The Bounty of the Spring Market

Spring seems to be coming to Paris in fits and starts this year.  Last weekend, we had two glorious, warm, sunny days, which brought everyone outdoors in shirtsleeves and bare legs.  After a long, gray, cool, wet winter, it seemed like spring had finally arrived.  I boarded the Eurostar for London, stayed in the UK for four days, and arrived back to Paris on Wednesday, and winter had come back.  It has been windy and cold and rainy for the last few days, not unlike the weather we've had almost relentlessly for the last few months.

Although I am very anxious for the warm weather to return, other signs of spring continue apace.  I suppose my favorite is the markets.  We have had a few weeks of beautiful asparagus and petit pois.  I have been grabbing up the fava beans when I see them because I know they won't be around forever.  Even though blood oranges make their appearance in the depth of winter, they are still around and I'm still enjoying them.  

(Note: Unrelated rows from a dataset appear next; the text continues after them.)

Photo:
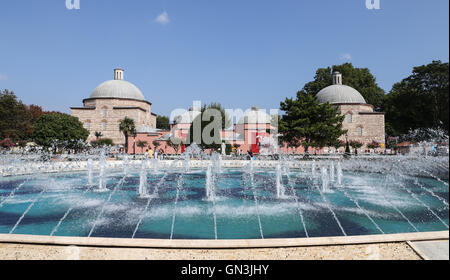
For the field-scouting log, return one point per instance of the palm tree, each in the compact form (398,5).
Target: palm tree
(127,127)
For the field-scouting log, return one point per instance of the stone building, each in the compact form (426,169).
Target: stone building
(109,104)
(363,124)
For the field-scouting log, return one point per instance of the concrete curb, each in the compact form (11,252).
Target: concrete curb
(221,244)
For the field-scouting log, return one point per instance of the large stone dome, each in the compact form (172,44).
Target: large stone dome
(117,88)
(339,93)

Shannon, Derek, and Jack came back to Paris with me from the UK and stayed for a short visit.  On Thursday, Shannon and I visited the Marche Port Royal, an easy 8-minute walk from our apartment.  We were on a mission:  find the best and freshest things to assemble into a dinner that evening.  We walked all the way to the far end of the marche to assess the offerings.  Then, as we walked back, we made our choices.  The cod fillets looked perfect, so we decided to plan the meal around those.  We picked up tiny new potatoes and small artichokes and mild green olives that we could pre-roast and then use as a bed for cooking the cod.  For a salad, the red endive, pencil-thin asparagus, breakfast radishes, and petit pois all looked wonderful and would work well together.  We picked up lemons for the dressing.  We grabbed a large bunch of rhubarb to make a crisp, and some small, sweet strawberries that we could serve with it.  We could not resist the cheese stand, too, and picked up a nicely runny chabichou, a very stinky livarot, and a bleu.  We would serve those as a cheese course before dessert.  

We headed back to the apartment to put everything away.  I needed to get some work done and had zoom meetings until 6:30, so I gave Shannon a key so that she could let herself back in and get started on the cooking before I was finished up.  She was off to the Jardin des Plantes with Derek and Jack.  

Part way through my 5:30 zoom meeting, I smelled something delicious coming from the floor below.  Shannon had arrived and had already put the rhubarb crisp in the oven, apparently.  Other smells wafted up to my office over the course of my meeting.  At 6:30, I came down to see the bulk of the hard work finished and a bottle of champagne chilling in the fridge.  I was able to lend a hand with some of the preparations, though, and got to work making the salad dressing, assembling the cheese board, slicing the baguette, setting the table.  

By 7:30, we were all sitting down to dinner, chatting about life in Paris, the Red Sox' prospects, Jack's school, and other topics, watching the sun set out the window, and enjoying a delicious feast from the bounty of the spring market.